Nicht zufällig sprechen Kritiker der sich angeblich epidemisch verbreitenden Cancel Culture deshalb oft von zunehmend bizarren Sonderrechten und skurrilen Privilegien, die im Zuge von Wokeness eingefordert werden würden. Die Nutznießer wären jene „dauerbeleidigten Minderheiten“ – zu denen bizarrerweise oft Frauen gerechnet werden –, die der Mehrheit ihre gesellschaftspolitischen Vorstellungen aufoktroyierten und sich als Opfer darstellten, obwohl ausgerechnet sie mit ihrer Intoleranz gegenüber der Mehrheit längst zu Tätern geworden seien.

Dass die Kritik an diesen Bewegungen, die – wenig erstaunlich – hauptsächlich aus dem konservativen Lager kommt, sich vornehmlich auf „Auswüchse“ konzentriert – hier eine Absage einer Kulturveranstaltung, da eine Ausladung von einer Lesung, dort eine fragwürdige Hollywood-Besetzung –, ist dem Umstand geschuldet, dass man eben lieber auf medienwirksame Einzelfälle blickt, über die man sich sehr praktisch aufregen kann. Das nennt man Durchlauferhitzer. Doch das hat Folgen. Denn es sollte nicht bewusst missachtet werden, worum es bei Wokeness eigentlich geht: nicht um die Gurtpflicht beim Autofahren oder rauchfreie Lokale – dagegen kann man ja mehrheitlich, sieht man sich in seiner persönlichen Freiheit von einer Minderheit eingeschränkt, ein Volksbegehren einbringen.
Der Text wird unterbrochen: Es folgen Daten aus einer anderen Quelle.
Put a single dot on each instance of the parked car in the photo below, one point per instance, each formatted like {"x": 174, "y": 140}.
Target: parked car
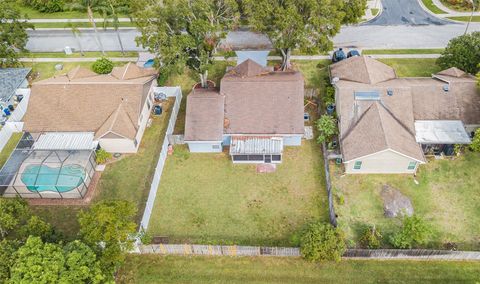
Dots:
{"x": 338, "y": 55}
{"x": 353, "y": 53}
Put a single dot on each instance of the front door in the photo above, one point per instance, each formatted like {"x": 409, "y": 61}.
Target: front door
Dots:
{"x": 268, "y": 159}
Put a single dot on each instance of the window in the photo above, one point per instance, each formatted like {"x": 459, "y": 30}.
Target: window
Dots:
{"x": 412, "y": 165}
{"x": 358, "y": 165}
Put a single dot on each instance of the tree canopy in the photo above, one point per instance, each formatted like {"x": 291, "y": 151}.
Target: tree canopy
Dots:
{"x": 184, "y": 33}
{"x": 307, "y": 25}
{"x": 13, "y": 34}
{"x": 462, "y": 52}
{"x": 108, "y": 228}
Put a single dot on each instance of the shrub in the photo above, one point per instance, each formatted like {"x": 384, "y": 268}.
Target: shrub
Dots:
{"x": 321, "y": 241}
{"x": 327, "y": 126}
{"x": 102, "y": 156}
{"x": 462, "y": 52}
{"x": 371, "y": 238}
{"x": 102, "y": 66}
{"x": 475, "y": 145}
{"x": 414, "y": 232}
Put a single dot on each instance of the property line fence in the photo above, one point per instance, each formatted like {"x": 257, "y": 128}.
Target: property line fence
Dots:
{"x": 169, "y": 92}
{"x": 219, "y": 250}
{"x": 14, "y": 124}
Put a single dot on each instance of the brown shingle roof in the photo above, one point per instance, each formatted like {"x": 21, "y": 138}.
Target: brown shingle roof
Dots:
{"x": 412, "y": 99}
{"x": 204, "y": 116}
{"x": 268, "y": 103}
{"x": 362, "y": 69}
{"x": 383, "y": 131}
{"x": 86, "y": 104}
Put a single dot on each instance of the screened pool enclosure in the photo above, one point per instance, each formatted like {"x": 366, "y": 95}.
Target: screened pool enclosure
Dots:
{"x": 34, "y": 171}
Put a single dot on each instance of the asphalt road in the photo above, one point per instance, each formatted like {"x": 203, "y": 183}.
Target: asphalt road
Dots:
{"x": 405, "y": 12}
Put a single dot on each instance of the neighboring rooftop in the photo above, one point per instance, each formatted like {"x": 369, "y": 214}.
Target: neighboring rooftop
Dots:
{"x": 80, "y": 101}
{"x": 378, "y": 111}
{"x": 10, "y": 80}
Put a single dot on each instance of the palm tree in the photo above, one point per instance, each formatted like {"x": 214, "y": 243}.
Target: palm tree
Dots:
{"x": 76, "y": 32}
{"x": 89, "y": 6}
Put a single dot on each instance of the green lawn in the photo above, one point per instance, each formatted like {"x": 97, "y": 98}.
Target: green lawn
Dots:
{"x": 403, "y": 51}
{"x": 130, "y": 178}
{"x": 205, "y": 198}
{"x": 176, "y": 269}
{"x": 78, "y": 55}
{"x": 34, "y": 14}
{"x": 47, "y": 69}
{"x": 80, "y": 25}
{"x": 413, "y": 67}
{"x": 9, "y": 147}
{"x": 432, "y": 7}
{"x": 465, "y": 18}
{"x": 447, "y": 196}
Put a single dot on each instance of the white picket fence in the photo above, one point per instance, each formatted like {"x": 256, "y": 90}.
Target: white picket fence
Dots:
{"x": 14, "y": 124}
{"x": 170, "y": 92}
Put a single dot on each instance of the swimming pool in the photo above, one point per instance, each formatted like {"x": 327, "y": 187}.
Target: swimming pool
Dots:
{"x": 44, "y": 178}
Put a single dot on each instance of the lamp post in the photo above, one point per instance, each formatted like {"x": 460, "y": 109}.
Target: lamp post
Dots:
{"x": 471, "y": 16}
Sondern ganz pragmatisch zunächst einmal um das Einfordern von Grundrechten.

Betrachtet man etwa die beiden wesentlichen, von den USA ausgehenden gesellschaftspolitischen Bewegungen der jüngsten Zeit, die mit der Debatte unmittelbar in Zusammenhang stehen, nämlich Black Lives Matter und MeToo, geht es hier jedoch keineswegs um irgendwelche absurden identitätspolitischen Begehrlichkeiten, sondern zuvorderst um das legitime Einfordern und die Aufrechterhaltung eben dieser Grundrechte. In der Diskussion rund um Identitätspolitik bleibt das jedoch fast immer ausgespart. Dass man nicht von der Polizei erschossen oder erstickt werden darf, weil man als Schwarzer zufällig am falschen Ort ist; dass man als Frau nicht von Männern belästigt oder gar vergewaltigt werden darf, wird dabei selbstverständlich nicht in Abrede gestellt, aber in den Hintergrund gerückt – so lange und wissentlich, bis „Wokeismus“ mittlerweile aufgrund einer ihm zugeschriebenen „ideologischen Reinheit“ vereinzelt gar mit Islamismus verglichen wird.

Das antiliberale Spiel

„Wir müssen uns vor einer Gesellschaft furchtsamer Menschen fürchten“, so der politische Theoretiker Jan-Werner Müller, Autor des Buchs Furcht und Freiheit „Wenn Mehrheiten vermittelt wird, dass sie eigentlich so etwas wie gefährdete Minderheiten seien, dass sie sich zur Wehr setzen müssen gegen die Minderheiten, die wirklich verwundbar sind, dann kommt die Grausamkeit ins Spiel.“ Soll heißen: Wer ständig gesagt bekommt, dass er mittlerweile eine gefährdete Minderheit sei – als Weißer in den USA, als nationalbewusster Österreicher in Europa, als Wiener in Favoriten – wird Unterdrückung, Diskriminierung und Grausamkeit gegenüber tatsächlich Schwachen eher tolerieren. Wenn diejenigen, die hier für entsprechende Wachsamkeit plädieren, überdies als Vertreter einer liberalen Elite gebrandmarkt werden – man erinnere sich an die beiden vergangenen US-Wahlkämpfe mit entsprechenden Aussagen Donald Trumps und jene zahlreicher europäischer Rechtspopulisten –, der nicht am Wohl des „wahren Volkes“ gelegen sei, das eigentlich die Mehrheit bildet, aber diesem vorschreibe, was es zu sagen habe oder nicht mehr sagen dürfe, dann spielt man bewusst die antiliberale Karte.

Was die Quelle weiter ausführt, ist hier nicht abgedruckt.